Alors que nous atteignons la date limite pour les Objectifs du millénaire pour le développement (OMD) et commençons à nous concentrer sur les objectifs de développement durable (ODD), nous devons bâtir sur ce que nous avons accompli jusqu’à présent pour la gouvernance de l’industrie extractive. La transparence et la reddition des comptes pour les paiements des entreprises aux gouvernements sont un bon début.
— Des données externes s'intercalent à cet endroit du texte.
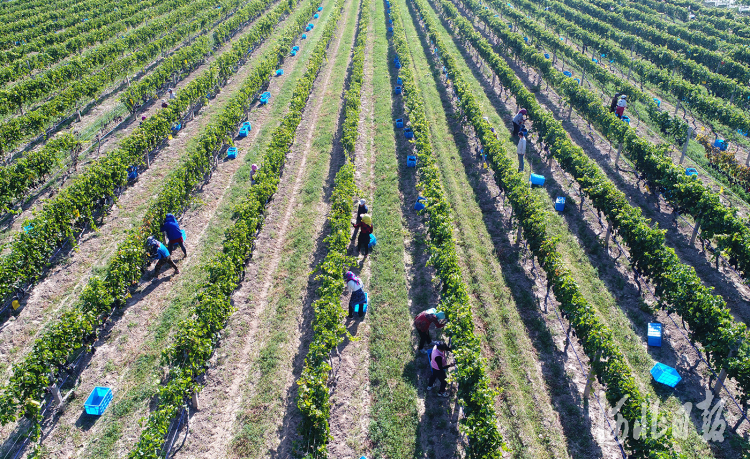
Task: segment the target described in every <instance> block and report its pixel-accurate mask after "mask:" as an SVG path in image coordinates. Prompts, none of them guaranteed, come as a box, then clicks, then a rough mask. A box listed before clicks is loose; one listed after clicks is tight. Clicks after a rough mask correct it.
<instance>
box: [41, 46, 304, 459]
mask: <svg viewBox="0 0 750 459" xmlns="http://www.w3.org/2000/svg"><path fill="white" fill-rule="evenodd" d="M298 60H299V59H298V58H290V60H287V61H285V64H287V65H292V64H293V63H295V61H298ZM303 63H304V61H303ZM281 82H282V80H279V79H275V78H274V79H272V80H271V83H270V85H269V87H268V90H269V91H271V92H272V93H274V94H277V93H278V90H279V86H280V85H281ZM240 84H241V81H240V80H238V79H235V81H233V84H231V85H230V86H228V87H227V88H226V89H227V92H228V93H230V92H231V91H232V90H234V89H236V87H239V85H240ZM235 86H236V87H235ZM273 102H274V101H271V102H270V104H273ZM269 111H270V107H264V108H259V107H258V106H256V107H254V109H253V110H252V112H251V113H250V117H249V119H250V121H251V122H252V124H253V125H254V128H253V129H252V130H251V131H250V135H249V136H248V137H246V138H244V139H240V140H236V141H235V146H236V147H237V148H238V151H239V152H240V154H239V155H238V158H237V159H236V160H234V161H223V162H221V163H220V165H219V167H218V168H217V170H216V171H214V173H213V175H212V178H211V181H210V182H209V183H208V184H207V185H205V186H204V187H203V189H202V190H201V192H200V193H199V194H198V196H197V197H198V199H199V200H200V201H201V205H200V206H198V207H197V208H194V209H191V210H190V211H188V212H187V213H186V214H185V215H183V216H182V218H181V219H180V224H181V227H182V228H183V229H184V230H185V232H186V234H188V235H189V236H188V243H187V245H188V248H189V250H190V252H188V256H187V257H185V258H182V255H181V254H179V252H177V255H176V257H177V258H178V262H179V265H180V268H181V270H182V272H186V271H190V270H195V269H197V265H198V264H199V263H200V262H201V261H202V259H205V258H208V257H209V256H210V254H207V253H205V252H206V250H205V244H206V231H207V230H208V228H209V223H210V222H212V221H213V220H214V219H215V218H216V213H217V212H218V211H220V210H221V208H222V206H220V203H221V202H222V201H223V200H224V199H225V195H226V194H227V192H228V191H229V187H230V186H232V185H233V184H234V182H235V179H234V176H235V174H236V173H237V171H238V169H239V168H240V167H241V166H243V165H244V164H246V162H247V161H252V160H253V159H254V158H255V157H256V152H255V151H254V149H253V148H252V147H253V146H254V144H255V142H256V139H257V137H258V134H259V132H261V128H262V127H263V126H264V125H266V124H267V123H268V122H272V123H273V122H274V121H275V120H273V119H270V118H269ZM190 241H195V242H193V243H192V244H191V243H190ZM164 271H166V272H163V273H162V274H161V276H160V277H159V278H158V279H154V280H152V281H151V282H146V283H144V284H142V285H141V287H140V288H139V289H138V290H137V291H136V292H134V293H133V297H132V299H131V300H129V301H128V305H127V307H126V309H125V311H124V315H123V316H121V317H120V318H119V320H116V321H115V323H114V324H113V326H111V327H110V328H109V329H108V330H107V333H106V334H105V335H103V337H102V338H101V339H100V340H99V342H98V343H97V345H98V346H97V351H96V353H95V354H94V355H93V356H92V358H91V359H90V361H89V363H88V366H87V367H86V369H85V370H84V371H82V372H81V374H80V379H81V381H82V382H81V385H80V386H78V388H77V389H76V390H77V391H78V392H79V393H81V394H87V393H89V392H90V391H91V390H92V389H93V387H94V386H101V385H104V386H106V387H110V388H111V389H112V390H113V392H115V393H117V394H125V393H126V392H127V390H128V389H130V388H131V387H130V386H131V384H132V382H131V381H129V380H128V378H127V377H128V376H131V373H132V371H128V370H129V369H131V368H132V367H134V366H137V365H138V362H139V361H141V360H142V359H143V358H144V356H147V355H148V353H149V351H151V350H152V349H150V347H149V344H150V342H151V339H149V338H152V335H153V333H154V328H155V327H154V325H156V324H158V323H159V317H160V315H161V314H163V313H164V312H165V310H166V309H167V307H168V305H169V303H170V300H171V301H174V300H175V296H176V293H175V290H177V291H179V290H180V289H181V288H182V289H183V290H185V289H186V284H188V283H190V281H191V279H190V278H188V279H187V280H183V279H181V278H180V276H174V275H172V274H171V272H170V271H169V270H164ZM147 276H148V274H147ZM82 403H83V399H78V400H76V402H74V403H71V404H70V405H69V406H68V407H66V412H65V413H63V414H62V415H61V416H56V417H55V419H54V421H53V425H52V428H51V430H50V431H48V432H46V435H48V436H50V437H52V438H57V439H65V438H68V437H65V436H62V435H59V434H58V428H60V427H62V426H66V425H77V426H81V427H82V428H83V429H85V430H83V432H85V433H81V432H79V435H77V437H76V440H77V444H75V445H73V444H68V445H65V446H67V448H69V451H70V450H74V449H77V450H78V451H79V453H80V452H82V451H83V450H84V449H85V450H86V451H89V453H90V452H91V451H90V449H91V447H89V446H88V443H89V442H91V441H92V440H93V439H97V438H100V437H101V436H102V433H103V432H107V431H108V429H107V427H108V426H109V425H108V424H105V423H102V422H97V423H96V424H95V425H93V426H88V425H87V424H88V423H90V422H92V420H90V419H87V418H86V417H85V416H84V417H83V419H81V418H79V413H80V412H81V409H82V406H80V405H82ZM114 403H117V400H115V401H114ZM140 408H141V409H139V410H138V412H137V413H132V414H131V416H129V417H130V419H131V421H130V422H123V421H122V419H118V421H119V422H120V423H121V424H123V436H124V437H126V438H132V437H135V436H137V435H138V433H139V431H140V428H139V426H138V424H137V423H136V422H135V421H136V420H137V419H138V417H140V416H141V415H144V414H145V413H143V411H144V409H145V408H146V407H140ZM102 424H104V425H102ZM87 427H88V428H87ZM130 446H132V443H131V442H128V441H124V442H123V441H121V442H120V444H119V445H118V450H119V451H121V452H123V453H124V452H126V451H127V450H128V448H129V447H130ZM47 447H48V448H49V449H52V448H53V447H52V446H51V445H47ZM82 447H83V448H82ZM96 451H97V452H101V447H100V446H98V445H97V446H96ZM97 455H98V454H97ZM120 455H121V454H120Z"/></svg>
S’assurer que les activités extractives ont peu d’incidences sociales négatives, contribuer à la lutte contre la pauvreté et en faveur du développement durable sont les prochaines étapes critiques pour obtenir une industrie minière favorable au développement. Cela ne sera possible que grâce à une gouvernance efficace et une participation réelle de tous les principaux intervenants, et notamment des communautés.